Wat Pho is one of the largest wats in Bangkok. covering over 860,000 square feet. It is home to more than one thousand Buddha images, as well as one of the largest, the Reclining Buddha, 151 feet in length. The perimeter wall has sixteen gates, two of which serve as entrances for the public. The grounds contain four great chedis, 91 small chedis, two belfries, a bot (central shrine), a number of viharas (halls) and various buildings such as pavilions, as well as gardens and a small temple museum. Wat Pho is also a place of education for the general public. A pictorial encyclopedia engraved on granite slabs covers eight subject areas: history, medicine, health, custom, literature, proverbs, lexicography, and the Buddhist religion.

Architecture of a Mosque

Most mosques feature one or more domes, called qubba. Because it is the directional focus of prayer, the qibla wall is often the most ornately decorated area of a mosque.

  • Minaret, a tall, slender tower at corners of the mosque, worshippers are called to prayer from here, it is often the highest point in the area
  • Mehrab, a semicircular niche in the wall of a mosque that indicates the direction of the Kaaba in Mecca, the direction that Muslims should face when praying
  • Domes above the main prayer hall, signifying the vaults of the heaven and sky
  • Prayer hall, with no chairs or pews so as many worshipers as possible can line the room
  • Raised areas from which daily prayers are led, or sermons delivered
  • Ablution areas where Muslims wash hands, forearm, face and feet before they pray
  • Additional facilities from health clinics to libraries to gymnasiums, to serve the community

Certain symbols allude to different aspects of the Islamic religion. One of these is the spiral in reference to heaven as it has “no beginning and no end.” Mosques often have floral patterns or images of fruit and vegetables, allusions to paradise after death.

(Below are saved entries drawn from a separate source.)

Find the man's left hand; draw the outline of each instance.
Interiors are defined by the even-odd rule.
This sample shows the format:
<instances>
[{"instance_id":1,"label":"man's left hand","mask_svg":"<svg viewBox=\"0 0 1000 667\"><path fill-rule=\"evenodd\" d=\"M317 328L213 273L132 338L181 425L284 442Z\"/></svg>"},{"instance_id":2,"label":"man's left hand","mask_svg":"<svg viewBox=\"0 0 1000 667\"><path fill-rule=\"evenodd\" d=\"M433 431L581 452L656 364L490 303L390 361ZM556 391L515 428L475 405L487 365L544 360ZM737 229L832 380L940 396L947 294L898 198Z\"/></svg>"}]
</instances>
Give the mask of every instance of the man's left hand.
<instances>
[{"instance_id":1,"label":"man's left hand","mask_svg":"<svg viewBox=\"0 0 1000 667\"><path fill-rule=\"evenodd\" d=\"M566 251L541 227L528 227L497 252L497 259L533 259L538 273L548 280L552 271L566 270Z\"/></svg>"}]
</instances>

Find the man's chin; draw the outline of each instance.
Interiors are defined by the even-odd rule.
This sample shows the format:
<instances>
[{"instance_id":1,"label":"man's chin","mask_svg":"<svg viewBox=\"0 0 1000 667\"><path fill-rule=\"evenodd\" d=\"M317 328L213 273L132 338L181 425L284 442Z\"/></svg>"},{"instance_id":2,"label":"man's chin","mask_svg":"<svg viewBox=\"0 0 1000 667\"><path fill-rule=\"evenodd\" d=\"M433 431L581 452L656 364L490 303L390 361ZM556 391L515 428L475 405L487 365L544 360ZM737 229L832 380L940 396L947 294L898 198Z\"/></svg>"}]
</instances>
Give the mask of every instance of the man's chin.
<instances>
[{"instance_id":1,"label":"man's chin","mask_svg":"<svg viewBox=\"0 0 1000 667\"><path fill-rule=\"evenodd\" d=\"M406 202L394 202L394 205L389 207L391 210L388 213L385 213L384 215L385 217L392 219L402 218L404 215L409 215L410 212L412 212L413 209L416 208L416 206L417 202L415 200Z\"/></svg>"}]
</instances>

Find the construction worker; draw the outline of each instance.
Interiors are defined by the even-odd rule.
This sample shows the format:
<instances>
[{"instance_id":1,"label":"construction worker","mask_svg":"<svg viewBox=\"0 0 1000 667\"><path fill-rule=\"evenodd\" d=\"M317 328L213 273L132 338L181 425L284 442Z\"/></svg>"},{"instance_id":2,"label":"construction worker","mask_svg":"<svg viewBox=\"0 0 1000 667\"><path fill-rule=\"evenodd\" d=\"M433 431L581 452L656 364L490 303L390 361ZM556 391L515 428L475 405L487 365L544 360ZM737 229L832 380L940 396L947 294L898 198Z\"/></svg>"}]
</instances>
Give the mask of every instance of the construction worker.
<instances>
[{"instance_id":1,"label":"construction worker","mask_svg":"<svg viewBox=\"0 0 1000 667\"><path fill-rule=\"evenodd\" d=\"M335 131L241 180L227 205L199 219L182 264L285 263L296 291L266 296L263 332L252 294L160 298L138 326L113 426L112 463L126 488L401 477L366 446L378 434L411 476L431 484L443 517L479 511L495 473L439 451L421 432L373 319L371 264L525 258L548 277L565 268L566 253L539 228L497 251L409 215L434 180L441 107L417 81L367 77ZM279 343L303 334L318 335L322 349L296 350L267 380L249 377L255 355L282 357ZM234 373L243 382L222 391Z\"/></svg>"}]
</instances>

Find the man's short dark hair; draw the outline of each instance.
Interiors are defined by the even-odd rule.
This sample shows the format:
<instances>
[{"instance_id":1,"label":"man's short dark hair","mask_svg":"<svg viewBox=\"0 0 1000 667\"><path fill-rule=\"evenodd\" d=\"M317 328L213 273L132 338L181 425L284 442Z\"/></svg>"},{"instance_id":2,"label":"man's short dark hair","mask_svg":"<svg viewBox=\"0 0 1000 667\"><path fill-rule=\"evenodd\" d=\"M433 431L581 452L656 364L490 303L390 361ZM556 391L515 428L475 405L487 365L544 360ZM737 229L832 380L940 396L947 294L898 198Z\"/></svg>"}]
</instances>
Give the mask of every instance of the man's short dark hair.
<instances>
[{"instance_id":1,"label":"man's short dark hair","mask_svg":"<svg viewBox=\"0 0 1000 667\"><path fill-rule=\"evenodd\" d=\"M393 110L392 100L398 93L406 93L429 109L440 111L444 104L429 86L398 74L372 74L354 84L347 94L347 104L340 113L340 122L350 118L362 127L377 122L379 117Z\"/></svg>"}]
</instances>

The Grand Mosque in Abu Dhabi

The Grand Mosque in Abu Dhabi is the largest in the country, accommodating over 40,000 worshippers; the main prayer hall can hold over 7,000. There are two smaller prayer halls, with a capacity of 1,500 each, one of which is the women’s prayer hall. Minarets on the four corners of the courtyard are 351 feet in height. The courtyard is 180,000 square feet; its floral design is considered to be the largest example of marble mosaic in the world. The carpet in the main prayer hall measures 60,570 square feet, weighs 35 tons, and was made by 1,300 carpet knotters. The pools along the arcades reflect the mosque’s columns, which are illuminated at night; the lighting system reflects the phases of the moon. The 96 columns in the main prayer hall are marble clad and inlaid with mother of pearl. The 99 qualities or attributes of God (Allah) are featured on the qibla wall in traditional Kufic calligraphy.

It seems there’s not much difference in wats and mosques, when you think about what they mean to the people who built them.